Macky Corbalán y los signos itinerantes

http://www.excentrica.com.ar/wp-content/uploads/2016/10/MiniSabDiaz.jpgMacky Corbalán y los signos itinerantes

Rememorar, pasar por la memoria, dar anclaje a lo pasado en el presente de la historia, en el tiempo-ahora que plantea Walter Benjamin. Resignificar la obra de una mujer como Macky Corbalán, que se convirtió en referencia en la literatura patagónica, en este 8M es necesario porque cuaja en su compromiso, en la toma de posición cultural y política. Ella misma se definía como poeta, lesbiana, feminista.
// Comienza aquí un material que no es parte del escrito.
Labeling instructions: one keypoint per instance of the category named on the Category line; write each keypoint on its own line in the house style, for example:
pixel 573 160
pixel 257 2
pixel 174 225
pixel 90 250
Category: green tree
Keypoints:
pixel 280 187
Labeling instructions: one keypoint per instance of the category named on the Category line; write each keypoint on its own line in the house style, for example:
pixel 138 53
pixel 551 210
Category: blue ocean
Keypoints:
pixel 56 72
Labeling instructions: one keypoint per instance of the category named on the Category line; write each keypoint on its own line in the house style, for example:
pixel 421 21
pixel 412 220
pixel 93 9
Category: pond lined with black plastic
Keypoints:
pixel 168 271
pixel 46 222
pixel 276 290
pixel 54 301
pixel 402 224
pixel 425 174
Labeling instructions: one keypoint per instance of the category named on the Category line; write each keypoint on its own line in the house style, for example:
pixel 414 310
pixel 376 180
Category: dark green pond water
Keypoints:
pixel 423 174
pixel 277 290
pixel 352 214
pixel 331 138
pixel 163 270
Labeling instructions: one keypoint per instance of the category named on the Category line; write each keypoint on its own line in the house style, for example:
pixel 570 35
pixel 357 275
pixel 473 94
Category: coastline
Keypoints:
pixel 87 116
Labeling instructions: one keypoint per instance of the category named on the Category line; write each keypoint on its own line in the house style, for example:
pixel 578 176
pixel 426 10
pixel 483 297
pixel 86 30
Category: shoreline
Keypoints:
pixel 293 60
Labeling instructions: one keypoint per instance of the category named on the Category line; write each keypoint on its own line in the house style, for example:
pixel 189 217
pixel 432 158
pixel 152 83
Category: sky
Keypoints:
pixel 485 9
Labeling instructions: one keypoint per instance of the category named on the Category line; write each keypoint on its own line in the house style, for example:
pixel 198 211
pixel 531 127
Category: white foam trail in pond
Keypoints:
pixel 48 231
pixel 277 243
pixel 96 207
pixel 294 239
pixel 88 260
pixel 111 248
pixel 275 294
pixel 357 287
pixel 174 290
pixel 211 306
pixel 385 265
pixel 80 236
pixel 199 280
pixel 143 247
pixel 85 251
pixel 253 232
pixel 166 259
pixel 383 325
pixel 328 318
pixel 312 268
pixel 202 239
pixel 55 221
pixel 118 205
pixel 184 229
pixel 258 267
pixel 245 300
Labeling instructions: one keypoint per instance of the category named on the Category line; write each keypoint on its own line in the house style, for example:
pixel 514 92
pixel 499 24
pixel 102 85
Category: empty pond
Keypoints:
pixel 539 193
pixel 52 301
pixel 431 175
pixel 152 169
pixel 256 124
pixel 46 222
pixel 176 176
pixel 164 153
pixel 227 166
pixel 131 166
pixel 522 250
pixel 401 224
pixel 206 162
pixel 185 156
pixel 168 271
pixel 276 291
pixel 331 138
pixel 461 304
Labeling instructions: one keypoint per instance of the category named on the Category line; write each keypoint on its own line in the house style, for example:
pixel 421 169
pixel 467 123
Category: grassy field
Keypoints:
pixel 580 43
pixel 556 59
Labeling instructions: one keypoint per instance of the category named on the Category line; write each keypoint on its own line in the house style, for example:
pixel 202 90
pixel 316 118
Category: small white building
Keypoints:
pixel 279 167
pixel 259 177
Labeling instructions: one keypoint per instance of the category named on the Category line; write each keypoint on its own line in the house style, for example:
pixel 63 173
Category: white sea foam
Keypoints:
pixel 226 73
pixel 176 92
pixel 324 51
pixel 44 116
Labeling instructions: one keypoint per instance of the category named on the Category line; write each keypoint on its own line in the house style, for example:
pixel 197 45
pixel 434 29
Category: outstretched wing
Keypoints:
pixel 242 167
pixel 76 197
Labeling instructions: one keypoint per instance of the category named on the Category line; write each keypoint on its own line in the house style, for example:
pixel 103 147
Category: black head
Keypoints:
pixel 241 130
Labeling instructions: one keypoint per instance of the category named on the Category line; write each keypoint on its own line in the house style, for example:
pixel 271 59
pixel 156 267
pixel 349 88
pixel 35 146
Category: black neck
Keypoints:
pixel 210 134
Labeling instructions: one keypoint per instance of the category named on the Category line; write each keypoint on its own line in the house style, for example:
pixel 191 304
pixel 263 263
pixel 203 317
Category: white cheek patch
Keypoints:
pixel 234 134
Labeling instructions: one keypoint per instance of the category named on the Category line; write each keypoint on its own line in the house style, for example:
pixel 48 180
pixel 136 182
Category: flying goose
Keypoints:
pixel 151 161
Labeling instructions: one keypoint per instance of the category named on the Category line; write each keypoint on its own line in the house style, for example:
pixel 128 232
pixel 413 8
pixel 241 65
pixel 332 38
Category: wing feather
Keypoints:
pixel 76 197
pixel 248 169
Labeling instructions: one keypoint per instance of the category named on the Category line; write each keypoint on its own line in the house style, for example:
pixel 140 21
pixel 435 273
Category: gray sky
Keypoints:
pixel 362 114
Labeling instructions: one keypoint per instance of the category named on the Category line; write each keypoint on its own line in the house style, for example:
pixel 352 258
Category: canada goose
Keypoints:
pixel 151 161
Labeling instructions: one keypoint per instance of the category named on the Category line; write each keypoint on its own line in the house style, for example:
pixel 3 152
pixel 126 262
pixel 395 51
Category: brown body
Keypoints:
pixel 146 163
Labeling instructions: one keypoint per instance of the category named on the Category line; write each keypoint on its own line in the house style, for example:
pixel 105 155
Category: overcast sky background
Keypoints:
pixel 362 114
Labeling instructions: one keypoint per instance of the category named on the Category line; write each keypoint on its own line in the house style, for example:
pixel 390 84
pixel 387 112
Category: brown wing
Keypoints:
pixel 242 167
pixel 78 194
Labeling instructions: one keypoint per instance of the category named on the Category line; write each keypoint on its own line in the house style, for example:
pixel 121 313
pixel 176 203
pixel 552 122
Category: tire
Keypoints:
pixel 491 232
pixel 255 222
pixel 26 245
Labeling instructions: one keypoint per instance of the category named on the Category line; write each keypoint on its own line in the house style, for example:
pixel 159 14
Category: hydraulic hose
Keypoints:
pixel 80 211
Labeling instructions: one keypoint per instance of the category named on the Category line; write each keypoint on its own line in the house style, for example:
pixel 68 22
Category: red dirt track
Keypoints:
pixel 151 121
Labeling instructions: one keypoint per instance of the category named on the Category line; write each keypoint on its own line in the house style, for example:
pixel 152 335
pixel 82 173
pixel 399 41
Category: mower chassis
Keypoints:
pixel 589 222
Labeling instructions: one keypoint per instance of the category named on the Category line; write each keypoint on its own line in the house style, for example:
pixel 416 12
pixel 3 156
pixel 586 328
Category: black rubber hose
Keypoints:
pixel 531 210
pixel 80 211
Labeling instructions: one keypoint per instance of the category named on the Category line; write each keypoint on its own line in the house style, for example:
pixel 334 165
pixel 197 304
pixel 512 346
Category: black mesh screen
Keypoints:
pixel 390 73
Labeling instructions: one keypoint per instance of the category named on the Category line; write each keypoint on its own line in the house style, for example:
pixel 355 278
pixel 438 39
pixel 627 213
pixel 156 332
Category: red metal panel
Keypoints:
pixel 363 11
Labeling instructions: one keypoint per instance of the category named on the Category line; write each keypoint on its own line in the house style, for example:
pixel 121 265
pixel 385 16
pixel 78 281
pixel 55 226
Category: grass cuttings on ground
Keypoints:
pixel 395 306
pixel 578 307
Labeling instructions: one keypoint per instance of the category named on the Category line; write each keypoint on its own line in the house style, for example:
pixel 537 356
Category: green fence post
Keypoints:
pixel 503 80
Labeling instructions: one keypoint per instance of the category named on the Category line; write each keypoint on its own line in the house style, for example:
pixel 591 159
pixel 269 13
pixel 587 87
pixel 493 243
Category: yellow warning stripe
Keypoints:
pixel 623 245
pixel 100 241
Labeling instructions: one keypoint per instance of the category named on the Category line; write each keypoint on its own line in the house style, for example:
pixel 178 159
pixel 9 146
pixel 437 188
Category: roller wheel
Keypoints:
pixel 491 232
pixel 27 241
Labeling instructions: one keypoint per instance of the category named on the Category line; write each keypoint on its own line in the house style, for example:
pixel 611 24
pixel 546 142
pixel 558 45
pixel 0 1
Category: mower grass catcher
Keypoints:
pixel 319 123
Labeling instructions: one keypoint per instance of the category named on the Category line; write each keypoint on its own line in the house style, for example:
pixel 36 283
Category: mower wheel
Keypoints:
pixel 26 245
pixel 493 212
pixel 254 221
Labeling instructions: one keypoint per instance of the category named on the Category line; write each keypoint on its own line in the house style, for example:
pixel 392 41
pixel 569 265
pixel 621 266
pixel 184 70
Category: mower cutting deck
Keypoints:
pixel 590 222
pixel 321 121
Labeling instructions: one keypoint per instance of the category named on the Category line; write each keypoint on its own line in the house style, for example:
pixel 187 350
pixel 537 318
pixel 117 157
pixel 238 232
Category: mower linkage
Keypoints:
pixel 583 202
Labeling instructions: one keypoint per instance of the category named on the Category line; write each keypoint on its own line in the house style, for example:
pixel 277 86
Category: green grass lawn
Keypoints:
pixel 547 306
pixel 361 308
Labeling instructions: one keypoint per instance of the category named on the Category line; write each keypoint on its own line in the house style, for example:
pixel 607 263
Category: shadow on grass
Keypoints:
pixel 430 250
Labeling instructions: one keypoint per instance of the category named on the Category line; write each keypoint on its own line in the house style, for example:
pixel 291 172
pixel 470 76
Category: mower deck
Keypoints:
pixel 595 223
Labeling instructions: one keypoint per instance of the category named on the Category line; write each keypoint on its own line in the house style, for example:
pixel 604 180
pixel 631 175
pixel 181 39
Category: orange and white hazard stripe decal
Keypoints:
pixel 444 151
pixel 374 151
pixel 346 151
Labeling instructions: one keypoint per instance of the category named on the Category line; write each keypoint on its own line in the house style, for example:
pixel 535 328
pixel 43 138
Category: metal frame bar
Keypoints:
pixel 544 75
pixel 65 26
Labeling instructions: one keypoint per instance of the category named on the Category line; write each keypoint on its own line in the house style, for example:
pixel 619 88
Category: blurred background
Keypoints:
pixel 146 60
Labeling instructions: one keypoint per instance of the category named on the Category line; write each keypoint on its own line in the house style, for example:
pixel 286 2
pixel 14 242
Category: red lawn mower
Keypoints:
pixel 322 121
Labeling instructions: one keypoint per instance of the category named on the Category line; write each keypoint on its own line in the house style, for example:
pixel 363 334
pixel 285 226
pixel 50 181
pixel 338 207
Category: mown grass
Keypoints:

“Aquello que viene al mundo para no perturbar nada,
no merece ni consideración ni paciencia”.
René Char

Hay poetas que transitan por la literatura llenándola de anecdóticos ornamentos, nada más. Existe otra prosapia, otra estirpe de poetas que, además de constituir la serie literaria, causan un malestar en los lectores contaminándolos con sus búsquedas y preguntas celestes sin saber a ciencia cierta quién podría contestarlas. Porque todo es exploración en el arte lírico, es tanteo y se enfrenta en dicha búsqueda el vacilar de las cosas. En eso reside, por tanto, la magia de la poesía, que se asienta en un diálogo intemporal de voces derramadas a lo largo del espacio, del tiempo, y de textos fundantes.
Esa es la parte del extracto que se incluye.